Salesforce Tower
San Francisco
Best Project
Owners Boston Properties Inc. and Hines
Design Architect Pelli Clarke Pelli Architects
General Contractor Clark Construction Group and Hathaway Dinwiddie Construction Co. JV
Engineers Magnusson Klemencic Associates (structural), BKF Engineers (civil) and WSP Group (MEP)
Architect of Record Kendall Heaton Associates
Consultants Morrison Hershfield, Arup, Environmental Building Solutions and Peter Walker & Partners
Tenants began moving into San Francisco’s tallest building—and the tallest office building west of Chicago—in January, 10 years after the project’s onset. But for the architect, the 1,070-ft-tall obelisk called Salesforce Tower wasn’t truly done until August, when its public park-topped companion—the four-block-long Salesforce Transit Center—opened.
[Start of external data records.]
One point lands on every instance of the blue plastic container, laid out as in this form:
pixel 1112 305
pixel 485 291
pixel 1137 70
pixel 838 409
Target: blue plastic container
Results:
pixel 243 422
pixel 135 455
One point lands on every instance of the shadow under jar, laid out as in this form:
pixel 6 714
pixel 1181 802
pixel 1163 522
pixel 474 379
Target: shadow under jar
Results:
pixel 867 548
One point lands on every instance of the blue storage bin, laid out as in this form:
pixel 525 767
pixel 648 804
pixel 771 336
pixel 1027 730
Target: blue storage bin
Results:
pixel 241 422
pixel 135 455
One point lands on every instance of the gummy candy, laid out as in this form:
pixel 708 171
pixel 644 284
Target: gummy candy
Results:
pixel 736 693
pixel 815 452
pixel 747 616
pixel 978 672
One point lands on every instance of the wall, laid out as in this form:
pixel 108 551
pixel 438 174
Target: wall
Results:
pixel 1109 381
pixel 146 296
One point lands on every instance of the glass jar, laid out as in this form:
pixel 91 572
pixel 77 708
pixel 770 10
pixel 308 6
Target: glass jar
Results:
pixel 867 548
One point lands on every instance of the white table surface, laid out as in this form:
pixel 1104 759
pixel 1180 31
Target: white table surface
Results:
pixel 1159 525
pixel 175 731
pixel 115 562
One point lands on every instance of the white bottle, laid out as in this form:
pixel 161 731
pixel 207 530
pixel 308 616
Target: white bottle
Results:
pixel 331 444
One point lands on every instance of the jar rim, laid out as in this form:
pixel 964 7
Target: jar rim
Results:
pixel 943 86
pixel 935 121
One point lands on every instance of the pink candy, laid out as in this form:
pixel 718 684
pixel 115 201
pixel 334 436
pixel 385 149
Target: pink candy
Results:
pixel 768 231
The tower, a speculative development, is a public gateway to the 5.4-acre green roof via a pedestrian bridge, elevators and a plaza gondola. “The buildings were designed together to form a powerful new urban center for the city,” says Fred Clarke, senior design principal of Pelli Clarke Pelli, design architect for the skyscraper and the four-story landscraper.
But thanks to their proximity, construction had to be coordinated. Access and staging areas were limited. And the buildings even share an excavation shoring wall.
Problems with settlement of a neighboring high-rise had focused attention on foundations in the area, which has poor soil. Salesforce Tower’s 42 load-bearing elements, socketed into rock, were, at lengths up to 310 ft, the city’s deepest.
To pass an arduous zoning, approvals and permitting process, team members and suppliers from the U.S., Germany, India and the Philippines flew into San Francisco for biweekly project meetings. The gatherings went on for nearly two years.
The high-rise, engineered using performance-based seismic design, passed a rigorous six-month peer review (ENR 9/18/17 p. 24). It is the city’s most ambitious PBSD.
On the mechanical side, air quality is boosted by a system that has intake louvers at each floor to bring in 100% fresh air.
Salesforce Tower, a marker on the skyline to locate the transit center, also stands as a supertall survivor of the Great Recession, thanks to the determination of its developer.